Few hymns are more generally familiar or more treasured in the affections of all ranks of people than this. It appeared first in the Gospel Magazine, edited by Toplady, March, 1776, at the end of an article entitled, “A remarkable calculation Introduced here for the sake of the Spiritual Improvements subjoined. Questions and answers relating to the National Debt.” The article points out that the national debt is so large that the government will never be able to pay it off. The author then proceeds to calculate the number of sins each human being commits. Figuring the rate to be one per second, he arrives at this:

Our dreadful account stands as follows: At ten years old each of us is chargeable with 315 millions and 360,000 sins.
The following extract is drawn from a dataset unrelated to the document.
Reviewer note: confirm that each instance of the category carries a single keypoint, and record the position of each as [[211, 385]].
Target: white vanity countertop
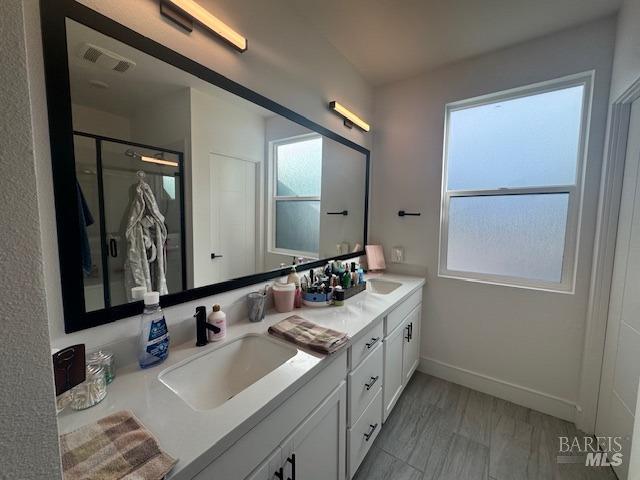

At twenty, with 630 millions and 720,000. At thirty with 946 millions and 80,000.... At eighty, with 2,522 millions and 880,000.

The conclusion is that the debt can only be paid by the blood of Christ. The hymn follows his “calculation,” under the heading, “A living and dying Prayer for the Holiest Believer in the World.”

For 45 years after its publication, the hymn had little acceptance in England. Its merits then became recognized, and it became very popular. In the last century and a quarter it has had world-wide use, in a form altered somewhat from the original. The hymn has been criticized for its mixed metaphors (“cleft rock,” “riven side,” “to thy cross I cling,” “to the fountain fly”), for its false rhymes, and its over-emphasis upon sin obsession; but it has certain heart-piercing qualities which override all its faults. Like other hymns of the first rank (e.g., “Jesus Lover of my soul,” “Lead kindly light,” and “Nearer my God to Thee”) it voices the universal need of divine help. Professor Saintsbury, a literary critic, says of this hymn: “Every word, every syllable, in this really great poem has its place and meaning.”

The central imagery of the hymn is found in the following Scripture passages: Ex. 33:22: “While my glory passeth by, I will put thee in a cleft of the rock, and will cover thee with my hand while I pass by”; Isa. 26:4: “Trust ye in the Lord for ever: for in the Lord Jehovah is the rock of ages” (margin); I Cor. 10:4: “and that Rock was Christ.”

A picturesque story, which originated about 1850, had it that Toplady composed the hymn while he was sheltering from a thunder storm in a great cleft of a limestone rock, some twelve years before the publication of the hymn. The story is without foundation. Toplady was fascinated by the thought of Christ as a rock and in a sermon on Isa. 42:11: “Let the inhabitants of the rock sing,” he said: “Chiefly may they sing who inhabit Christ the spiritual Rock of Ages. He is a Rock in three ways: as a Foundation to support, a Shelter to screen, and a Fortress to protect.”

The hymn has had a wide use among German speaking people in a translation made by Ernst Gebhardt, 1832-99.